Chapter 7: The URL Checker

The URL Checker is a tool for maintaining the URLs in iVia. A program called the Site Checker regularly checks every record to make sure it's URL is still working, another program, called the URL Checker can be used to examine its results.

The Site Checker

The web sites in the live database are regularly examined to see if the site has changed or the URLs have grown stale. In INFOMINE, each record is checked once each week.

When each record is checked, it is assigned a Status code that indicates whether the record requires human maintenance.

At the same time that the site checker checks the sites, it can also downloads several pages of documents for use in iVia full-text searches.

Site Checker Status codes

Here are the status codes that the site checker returns:

The URL Checker

The URL Checker interface is designed to help you quickly find records that need to be maintained. It lets you query the database for records based on their Site Checker status, INFOMINE Category, and the record creator’s institution.

The top of the page contains the URL Checker Search box, which lets you set up a query. You can choose any (or all) of the Site Checker Status results described above, and click on the Search button to get a list of records with that status.

You can filter URL Checker Search results by INFOMINE Category (records from the selected categories will be shown, selecting none is the same as selecting them all) or by the institution of the record creator.
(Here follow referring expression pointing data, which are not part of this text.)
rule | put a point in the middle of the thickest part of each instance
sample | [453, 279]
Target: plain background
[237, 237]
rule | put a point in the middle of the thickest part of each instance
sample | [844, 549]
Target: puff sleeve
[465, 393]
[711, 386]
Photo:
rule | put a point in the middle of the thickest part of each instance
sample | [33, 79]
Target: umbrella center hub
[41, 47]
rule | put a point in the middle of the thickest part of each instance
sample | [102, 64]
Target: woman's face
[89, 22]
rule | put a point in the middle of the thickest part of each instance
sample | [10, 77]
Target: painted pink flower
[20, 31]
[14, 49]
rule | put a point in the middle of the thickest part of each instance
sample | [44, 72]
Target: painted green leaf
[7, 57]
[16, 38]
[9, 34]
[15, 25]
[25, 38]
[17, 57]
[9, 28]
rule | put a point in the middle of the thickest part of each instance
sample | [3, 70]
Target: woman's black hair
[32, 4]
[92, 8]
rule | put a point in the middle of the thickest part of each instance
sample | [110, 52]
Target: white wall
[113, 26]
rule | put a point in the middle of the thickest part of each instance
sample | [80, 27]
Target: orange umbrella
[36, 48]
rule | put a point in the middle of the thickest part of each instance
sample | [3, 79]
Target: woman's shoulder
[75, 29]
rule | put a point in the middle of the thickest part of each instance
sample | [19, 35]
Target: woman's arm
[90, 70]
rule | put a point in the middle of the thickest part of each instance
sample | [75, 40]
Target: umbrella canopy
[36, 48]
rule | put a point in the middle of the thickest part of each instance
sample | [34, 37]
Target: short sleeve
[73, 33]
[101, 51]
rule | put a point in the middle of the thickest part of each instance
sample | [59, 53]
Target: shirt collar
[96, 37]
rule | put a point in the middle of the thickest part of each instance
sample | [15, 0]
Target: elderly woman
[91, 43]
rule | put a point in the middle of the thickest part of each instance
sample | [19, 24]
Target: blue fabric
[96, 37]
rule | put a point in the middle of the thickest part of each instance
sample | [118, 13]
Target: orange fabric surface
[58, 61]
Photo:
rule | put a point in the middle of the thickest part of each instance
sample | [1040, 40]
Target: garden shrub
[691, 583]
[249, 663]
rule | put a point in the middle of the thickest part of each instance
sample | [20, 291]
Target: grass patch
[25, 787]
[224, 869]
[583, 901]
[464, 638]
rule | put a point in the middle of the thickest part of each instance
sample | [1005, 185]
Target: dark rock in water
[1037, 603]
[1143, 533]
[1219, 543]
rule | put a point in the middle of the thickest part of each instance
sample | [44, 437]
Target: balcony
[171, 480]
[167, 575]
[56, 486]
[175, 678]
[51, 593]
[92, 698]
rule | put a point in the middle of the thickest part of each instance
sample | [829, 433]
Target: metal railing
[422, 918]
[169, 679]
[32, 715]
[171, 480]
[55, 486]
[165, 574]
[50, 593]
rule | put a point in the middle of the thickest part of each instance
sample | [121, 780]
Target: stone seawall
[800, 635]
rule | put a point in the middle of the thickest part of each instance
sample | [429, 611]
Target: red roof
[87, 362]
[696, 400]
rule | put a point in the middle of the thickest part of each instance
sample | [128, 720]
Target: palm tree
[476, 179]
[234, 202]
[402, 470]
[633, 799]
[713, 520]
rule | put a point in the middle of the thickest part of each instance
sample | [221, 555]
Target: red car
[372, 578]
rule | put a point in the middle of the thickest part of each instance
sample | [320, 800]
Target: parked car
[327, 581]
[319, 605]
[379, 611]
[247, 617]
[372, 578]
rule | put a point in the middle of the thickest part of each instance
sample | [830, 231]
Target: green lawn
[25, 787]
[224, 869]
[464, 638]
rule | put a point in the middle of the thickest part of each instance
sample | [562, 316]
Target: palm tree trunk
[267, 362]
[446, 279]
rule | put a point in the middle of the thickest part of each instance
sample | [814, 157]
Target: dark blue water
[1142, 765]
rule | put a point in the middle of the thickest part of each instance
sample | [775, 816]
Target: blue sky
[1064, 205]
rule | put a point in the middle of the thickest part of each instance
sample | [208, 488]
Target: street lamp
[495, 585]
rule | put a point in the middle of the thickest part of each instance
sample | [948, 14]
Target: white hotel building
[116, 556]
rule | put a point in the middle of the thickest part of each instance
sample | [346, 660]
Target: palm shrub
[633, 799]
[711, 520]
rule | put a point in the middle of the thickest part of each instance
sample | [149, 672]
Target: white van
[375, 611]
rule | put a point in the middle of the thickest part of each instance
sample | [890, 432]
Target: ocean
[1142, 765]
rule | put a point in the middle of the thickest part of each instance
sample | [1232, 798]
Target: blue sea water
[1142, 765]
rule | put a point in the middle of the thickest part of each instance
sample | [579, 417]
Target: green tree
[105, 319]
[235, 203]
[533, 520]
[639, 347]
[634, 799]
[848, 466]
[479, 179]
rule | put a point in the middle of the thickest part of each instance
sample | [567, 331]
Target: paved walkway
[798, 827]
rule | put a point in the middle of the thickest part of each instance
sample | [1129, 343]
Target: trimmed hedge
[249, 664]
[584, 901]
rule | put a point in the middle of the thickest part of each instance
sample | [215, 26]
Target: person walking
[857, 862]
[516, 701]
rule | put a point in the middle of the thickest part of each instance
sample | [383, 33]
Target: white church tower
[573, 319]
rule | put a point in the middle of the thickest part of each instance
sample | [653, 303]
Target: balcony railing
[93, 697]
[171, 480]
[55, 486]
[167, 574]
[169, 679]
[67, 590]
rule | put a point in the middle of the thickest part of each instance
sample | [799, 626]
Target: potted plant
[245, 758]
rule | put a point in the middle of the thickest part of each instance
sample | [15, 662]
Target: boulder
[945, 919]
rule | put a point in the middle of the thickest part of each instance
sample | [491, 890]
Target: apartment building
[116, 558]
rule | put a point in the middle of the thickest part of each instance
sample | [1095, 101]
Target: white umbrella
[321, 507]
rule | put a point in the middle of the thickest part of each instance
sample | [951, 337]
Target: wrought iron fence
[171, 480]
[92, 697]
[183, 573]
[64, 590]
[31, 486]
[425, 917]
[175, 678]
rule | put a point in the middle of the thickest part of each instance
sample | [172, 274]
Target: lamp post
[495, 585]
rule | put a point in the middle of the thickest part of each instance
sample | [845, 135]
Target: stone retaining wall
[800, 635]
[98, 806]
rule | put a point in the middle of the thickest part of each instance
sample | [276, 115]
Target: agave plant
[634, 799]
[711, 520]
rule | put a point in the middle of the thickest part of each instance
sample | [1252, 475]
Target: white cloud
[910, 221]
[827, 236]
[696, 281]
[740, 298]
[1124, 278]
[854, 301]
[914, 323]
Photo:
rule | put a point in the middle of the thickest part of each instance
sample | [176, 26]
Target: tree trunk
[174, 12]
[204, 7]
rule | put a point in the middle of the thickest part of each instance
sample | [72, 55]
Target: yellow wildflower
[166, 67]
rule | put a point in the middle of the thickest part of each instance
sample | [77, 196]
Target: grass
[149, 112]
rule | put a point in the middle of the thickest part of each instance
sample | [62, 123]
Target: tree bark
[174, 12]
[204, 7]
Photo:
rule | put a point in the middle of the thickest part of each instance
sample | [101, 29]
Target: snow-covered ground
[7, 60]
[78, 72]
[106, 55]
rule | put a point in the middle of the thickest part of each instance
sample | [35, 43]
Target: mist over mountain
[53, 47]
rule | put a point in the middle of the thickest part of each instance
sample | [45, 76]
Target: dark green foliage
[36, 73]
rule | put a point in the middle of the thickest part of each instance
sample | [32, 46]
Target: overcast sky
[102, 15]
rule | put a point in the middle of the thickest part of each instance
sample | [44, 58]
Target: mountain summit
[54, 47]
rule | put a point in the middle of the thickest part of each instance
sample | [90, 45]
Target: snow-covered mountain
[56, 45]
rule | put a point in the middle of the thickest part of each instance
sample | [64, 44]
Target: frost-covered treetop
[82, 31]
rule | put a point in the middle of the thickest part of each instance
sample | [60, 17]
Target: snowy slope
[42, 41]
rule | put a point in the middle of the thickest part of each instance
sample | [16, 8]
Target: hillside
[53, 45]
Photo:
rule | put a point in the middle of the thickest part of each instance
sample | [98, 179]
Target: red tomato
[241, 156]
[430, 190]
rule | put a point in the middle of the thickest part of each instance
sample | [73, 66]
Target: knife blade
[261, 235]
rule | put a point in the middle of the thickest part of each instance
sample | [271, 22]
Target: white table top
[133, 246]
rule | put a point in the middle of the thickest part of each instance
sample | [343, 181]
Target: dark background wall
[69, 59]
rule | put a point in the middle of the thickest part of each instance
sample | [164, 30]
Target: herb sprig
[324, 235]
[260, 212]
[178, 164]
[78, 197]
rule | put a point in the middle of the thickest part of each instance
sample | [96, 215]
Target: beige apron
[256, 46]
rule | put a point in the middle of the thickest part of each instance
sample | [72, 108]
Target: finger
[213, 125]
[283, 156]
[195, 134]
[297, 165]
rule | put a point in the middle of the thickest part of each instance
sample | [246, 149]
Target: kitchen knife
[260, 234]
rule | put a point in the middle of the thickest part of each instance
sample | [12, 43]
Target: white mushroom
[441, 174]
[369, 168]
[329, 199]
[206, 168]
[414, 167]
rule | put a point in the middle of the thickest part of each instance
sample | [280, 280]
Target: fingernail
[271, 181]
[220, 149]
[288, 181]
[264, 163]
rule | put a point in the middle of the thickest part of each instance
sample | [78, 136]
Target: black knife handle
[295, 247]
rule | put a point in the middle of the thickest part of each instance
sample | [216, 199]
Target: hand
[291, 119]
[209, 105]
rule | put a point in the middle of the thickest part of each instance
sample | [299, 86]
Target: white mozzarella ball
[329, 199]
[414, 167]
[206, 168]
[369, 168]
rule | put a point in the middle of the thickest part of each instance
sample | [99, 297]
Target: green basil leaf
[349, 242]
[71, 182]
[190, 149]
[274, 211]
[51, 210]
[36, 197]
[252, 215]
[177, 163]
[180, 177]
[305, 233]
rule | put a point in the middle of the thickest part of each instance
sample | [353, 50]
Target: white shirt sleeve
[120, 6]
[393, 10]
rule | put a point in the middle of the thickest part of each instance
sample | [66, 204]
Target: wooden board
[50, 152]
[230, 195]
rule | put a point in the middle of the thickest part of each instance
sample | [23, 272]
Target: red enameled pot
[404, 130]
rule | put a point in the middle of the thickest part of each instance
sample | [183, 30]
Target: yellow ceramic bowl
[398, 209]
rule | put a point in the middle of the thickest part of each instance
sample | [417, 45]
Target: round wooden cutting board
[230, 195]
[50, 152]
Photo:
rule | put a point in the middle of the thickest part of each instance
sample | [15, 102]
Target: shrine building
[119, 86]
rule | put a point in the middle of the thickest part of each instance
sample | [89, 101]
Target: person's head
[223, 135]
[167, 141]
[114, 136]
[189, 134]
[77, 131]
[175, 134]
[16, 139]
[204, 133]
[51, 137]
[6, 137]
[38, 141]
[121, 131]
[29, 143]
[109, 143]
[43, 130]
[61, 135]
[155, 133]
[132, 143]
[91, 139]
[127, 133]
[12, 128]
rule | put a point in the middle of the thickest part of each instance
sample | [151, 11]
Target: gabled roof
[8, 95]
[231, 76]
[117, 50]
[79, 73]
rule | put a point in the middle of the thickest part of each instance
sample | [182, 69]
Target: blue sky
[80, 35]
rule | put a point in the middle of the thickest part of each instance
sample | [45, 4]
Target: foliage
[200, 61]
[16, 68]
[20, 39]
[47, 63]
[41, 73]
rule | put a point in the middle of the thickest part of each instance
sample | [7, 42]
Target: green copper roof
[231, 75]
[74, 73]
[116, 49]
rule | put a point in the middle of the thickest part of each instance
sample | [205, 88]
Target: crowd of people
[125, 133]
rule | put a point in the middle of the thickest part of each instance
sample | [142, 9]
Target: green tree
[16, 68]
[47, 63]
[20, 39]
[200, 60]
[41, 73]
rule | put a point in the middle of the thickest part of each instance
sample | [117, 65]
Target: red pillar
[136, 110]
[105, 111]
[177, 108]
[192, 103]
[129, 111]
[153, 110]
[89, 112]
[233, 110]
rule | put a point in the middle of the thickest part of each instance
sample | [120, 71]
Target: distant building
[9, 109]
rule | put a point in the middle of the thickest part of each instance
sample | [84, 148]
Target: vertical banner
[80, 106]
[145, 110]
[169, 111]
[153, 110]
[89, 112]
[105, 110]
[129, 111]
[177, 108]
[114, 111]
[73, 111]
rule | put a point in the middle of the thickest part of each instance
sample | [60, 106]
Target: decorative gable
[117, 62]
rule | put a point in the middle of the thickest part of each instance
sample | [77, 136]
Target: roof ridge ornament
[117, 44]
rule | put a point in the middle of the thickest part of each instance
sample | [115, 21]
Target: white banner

Finally, there are options to limit your search to a particular number of records (10 is the default), to expert records only (recommended), and to local records only (recommended).

The result list presents the records that match your query. The Record Id number, Title and URL of the resource are shown; clicking on the URL will open that URL in a new window.

Several standard record editing icons are displayed: the "View Record", "Comment on Record", "Edit Record", and "Delete Record" buttons work as they do elsewhere. The "Clear" icon can be used to clear the Site Checker Status for a particular record, which will remove the record from the list (until next time the Site Checker sets its status).

For Redirected URLs, an Update URL icon appears when a suggested new URL has been identified. Pressing the button replaces the record’s current URL (which is show, marked "Current URL") with the suggested new URL (which is also shown, marked "Suggestion"). Note that the suggestion is not always appropriate (note the "Redirected onsite" description above).

Finally, there are a few unusual features in the result list that do not appear anywhere else. The third major column looks something like this:

Failed
07/13/2004

The topmost element is the record's Site Checker Status, in this case Failed. The middle element is the date that the sire_checker last changed the status of this record: in this example, the date is several weeks ago, which means the Site Checker has looked at the record several times, and each time it has returned the same status: Failed.

Finally, the "No Fix" button is a special operation that is used to tell the site_checker to ignore this record in the future. If you click on "No Fix", the record will never show up in the URL Checker again, even if there is a problem with the site. This feature has a number of uses. For example, if you maintain a record for a frequently changing URL (e.g. a news site like CNN.com), you can mark it "No Fix" and it will no longer be displayed in the list of query results.